How do other people handle this?

Also, I don't think you can ever really know if your cover letter helped or not, so I personally don't think it could hurt to write one! You really only need to spend the time to draft up your first one, and after that it won't take much time at all to add or change a few things here and there depending on what you are applying to. That's how it has been for me at least =]

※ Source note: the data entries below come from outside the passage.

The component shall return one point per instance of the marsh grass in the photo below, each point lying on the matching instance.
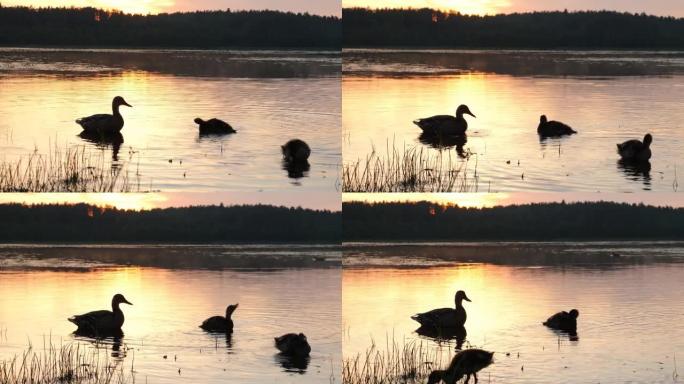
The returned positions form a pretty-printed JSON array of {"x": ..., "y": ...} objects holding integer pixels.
[
  {"x": 73, "y": 363},
  {"x": 407, "y": 363},
  {"x": 74, "y": 169},
  {"x": 412, "y": 169}
]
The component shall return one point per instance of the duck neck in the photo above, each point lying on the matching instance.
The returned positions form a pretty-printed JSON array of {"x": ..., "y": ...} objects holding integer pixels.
[{"x": 115, "y": 111}]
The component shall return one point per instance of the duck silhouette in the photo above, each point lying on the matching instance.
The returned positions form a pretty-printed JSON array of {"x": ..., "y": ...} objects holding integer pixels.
[
  {"x": 553, "y": 128},
  {"x": 104, "y": 123},
  {"x": 445, "y": 317},
  {"x": 564, "y": 321},
  {"x": 446, "y": 124},
  {"x": 214, "y": 127},
  {"x": 220, "y": 323},
  {"x": 635, "y": 150},
  {"x": 465, "y": 363},
  {"x": 102, "y": 323},
  {"x": 293, "y": 344}
]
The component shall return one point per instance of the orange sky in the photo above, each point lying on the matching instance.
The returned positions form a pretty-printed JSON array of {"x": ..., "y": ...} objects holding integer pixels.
[
  {"x": 312, "y": 200},
  {"x": 657, "y": 7},
  {"x": 478, "y": 200},
  {"x": 321, "y": 7}
]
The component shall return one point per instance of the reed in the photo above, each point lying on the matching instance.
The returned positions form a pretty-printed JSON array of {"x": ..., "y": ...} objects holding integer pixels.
[
  {"x": 410, "y": 362},
  {"x": 411, "y": 169},
  {"x": 73, "y": 363},
  {"x": 73, "y": 169}
]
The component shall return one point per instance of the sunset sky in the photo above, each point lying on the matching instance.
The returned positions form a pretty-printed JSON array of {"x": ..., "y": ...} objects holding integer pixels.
[
  {"x": 656, "y": 7},
  {"x": 320, "y": 7}
]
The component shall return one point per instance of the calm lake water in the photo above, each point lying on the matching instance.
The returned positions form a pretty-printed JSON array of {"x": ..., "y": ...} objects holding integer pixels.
[
  {"x": 269, "y": 97},
  {"x": 629, "y": 329},
  {"x": 37, "y": 294},
  {"x": 608, "y": 97}
]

Specializes in Utilization Management; Case Management.

I agree Gobananas,

When I got my call for my interview I made sure I got the names of everyone I would meet and the correct spelling. I also personalized my cover letter for them and inserted the hospital's logo on the bottom of my cover letter and resume so that they would see the time I put into reseaching the hospital. I got a lot of "Wow, I've never seen anything like this" that day and I think that and my knowledge of what the hospital claimed to offer employees and the public and how I tied that into the type of nurse I am also helped and it really prepared me for my interview bc when writing my cover letter I did my research. But you want to do some kind of research for every where that you apply to. Anyone can PM me for a copy of my "resume portfolio" as I called it. I was lucky enough that at my University there was a resume writing workshop that was too amazing and I think that's part of why I got my job. Attention to deal shows them they type of person you can be at their hospital...now you better have that attention to detail permanently on bc when you sell yourself to them and they buy you...you dont want them having buyers remorse...LoL (that's knee slapper!) :hhmth:

Hello! Would nightnurse or anyone else mind sending me a few examples of their cover letters?I just graduated nursing school this month and I have written a few cover letters but I have a feeling they are not that great. I do not know how to PM so PM me and I imagine that I will be able to figure out how to reply to you! Thank you so much in advance!!!

My cover letter has been mentioned by interviewers before, so I believe it is well worth it to write one. I also think the more personal the better (i.e. if you had clinicals there mention that).

As of right now, the hardest part of applying is coming up with a customized cover letter for each job.

It involves:

Tracking down the name of the nurse recruiter

Finding out some info about the hospital online

Figuring out how to work that into the cover letter

Finding a way to tie my (non-existent) experience into the needs of the hospital

It takes me 45 minutes to an hour for each cover letter, and I'm (trying) to apply to every hospital in the area, plus many beyond the area.

How do other people handle this?

I used basically the same letter for every position I applied for and just altered it slightly to fit with the specific position and hospital. My basic template was:

Paragraph 1: Position I'm applying for, the fact that I'm licensed as an RN and a BSN graduate from a local university, some tidbit about the hospital and why I want to work there

Paragraph 2: About me as a new grad nurse, my GPA, my strengths, special experiences I've had in clinicals. This is the paragraph I change the least per cover letter.

Paragraph 3: Wrap up, why I am a good fit and why the job fits in with my future goals, feel free to contact etc.

I always proof read my letters carefully to make sure I've changed the hospital specific information appropriately, but once I got the main template down I don't spend a ton of time on individualizing it. Things I look for on a hospital website to include are magnet status, community served (is it the only Level 1 trauma center in the area? local community hospital?), whether it's a research or teaching facility, and if it's a new grad program I'm applying for is there anything unique about the program compared to others I've seen?

If you had a significant career before going in to nursing, I'd talk about how the skills you used there are applicable to nursing (management, work ethic, customer service, handling high pressure situations) etc.

But honestly, with the amount of applications a lot of places get, I don't think cover letters are always read so it never seemed worth it to craft a completely unique letter per application, especially as a new grad when I don't really have any specialized experience or skills anyway.